TO THE EDITOR:
I have no wish to extend the dialogue with Chase Hawisher. He and I are firmly opposed on the subject of Robert E. Lee and slavery.
But I will offer a brief comment on Elizabeth Pryor’s “Reading the Man.” Hers is a prodigious and valuable work, for which we are in her debt.
It was she who published Lee’s humanizing personal letters in extenso. It is, however, important to note that the disturbing scene she cites, and Hawisher repeats, of an angry Lee egging on a subordinate in a cruel whipping of three runaway slaves, rests on the narrative of one of the victims, Wesley Norris, published in the antislavery press of 1859.
Pryor’s extensive discussion of this episode is nuanced, although she is inclined to credit Norris’ account over Lee’s denials in personal letters.

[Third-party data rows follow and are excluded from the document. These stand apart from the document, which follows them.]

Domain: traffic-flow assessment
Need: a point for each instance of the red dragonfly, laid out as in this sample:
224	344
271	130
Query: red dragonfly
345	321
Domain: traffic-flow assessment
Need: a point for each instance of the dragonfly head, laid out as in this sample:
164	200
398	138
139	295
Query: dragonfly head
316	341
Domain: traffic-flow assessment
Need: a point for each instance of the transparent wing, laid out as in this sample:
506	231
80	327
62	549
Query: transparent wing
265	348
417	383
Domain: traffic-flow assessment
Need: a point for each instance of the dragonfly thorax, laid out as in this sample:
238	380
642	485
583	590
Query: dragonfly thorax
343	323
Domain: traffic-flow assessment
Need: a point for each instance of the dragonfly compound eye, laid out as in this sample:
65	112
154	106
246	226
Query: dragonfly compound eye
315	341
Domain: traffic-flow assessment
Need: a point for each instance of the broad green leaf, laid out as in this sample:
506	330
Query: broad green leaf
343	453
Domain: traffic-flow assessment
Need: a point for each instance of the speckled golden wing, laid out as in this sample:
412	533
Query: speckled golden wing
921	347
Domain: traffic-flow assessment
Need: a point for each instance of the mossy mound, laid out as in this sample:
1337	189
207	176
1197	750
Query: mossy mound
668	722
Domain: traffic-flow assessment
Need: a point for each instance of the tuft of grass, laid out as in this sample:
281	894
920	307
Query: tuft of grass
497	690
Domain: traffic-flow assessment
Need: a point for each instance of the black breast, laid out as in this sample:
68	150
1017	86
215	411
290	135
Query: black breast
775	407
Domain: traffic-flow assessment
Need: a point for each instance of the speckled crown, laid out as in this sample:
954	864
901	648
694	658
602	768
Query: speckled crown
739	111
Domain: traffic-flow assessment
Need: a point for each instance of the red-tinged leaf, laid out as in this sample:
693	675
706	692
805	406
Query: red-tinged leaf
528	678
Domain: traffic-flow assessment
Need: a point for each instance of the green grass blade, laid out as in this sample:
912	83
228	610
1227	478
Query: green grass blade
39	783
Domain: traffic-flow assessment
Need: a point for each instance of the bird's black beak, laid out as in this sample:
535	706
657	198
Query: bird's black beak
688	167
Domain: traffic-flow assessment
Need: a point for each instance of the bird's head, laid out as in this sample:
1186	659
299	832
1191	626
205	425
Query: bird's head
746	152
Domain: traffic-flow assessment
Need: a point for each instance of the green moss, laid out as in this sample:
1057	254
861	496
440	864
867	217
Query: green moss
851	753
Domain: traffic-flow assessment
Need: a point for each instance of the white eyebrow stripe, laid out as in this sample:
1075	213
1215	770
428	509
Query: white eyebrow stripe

She does concede that Norris boasted of unverified scars. Generally, she tends to view those who take Lee at his word as “apologists.”
Ultimately, historical truth-telling obliges us to form careful judgments of contentious accounts of the past, and this is among the most contentious.
While Norris’s narrative is full of circumstantial detail (which in Pryor’s view tends to confirm it), the picture of an angry Lee cheering the cruel chastisement of a young woman is inconsistent with all that I know and believe about Lee’s character.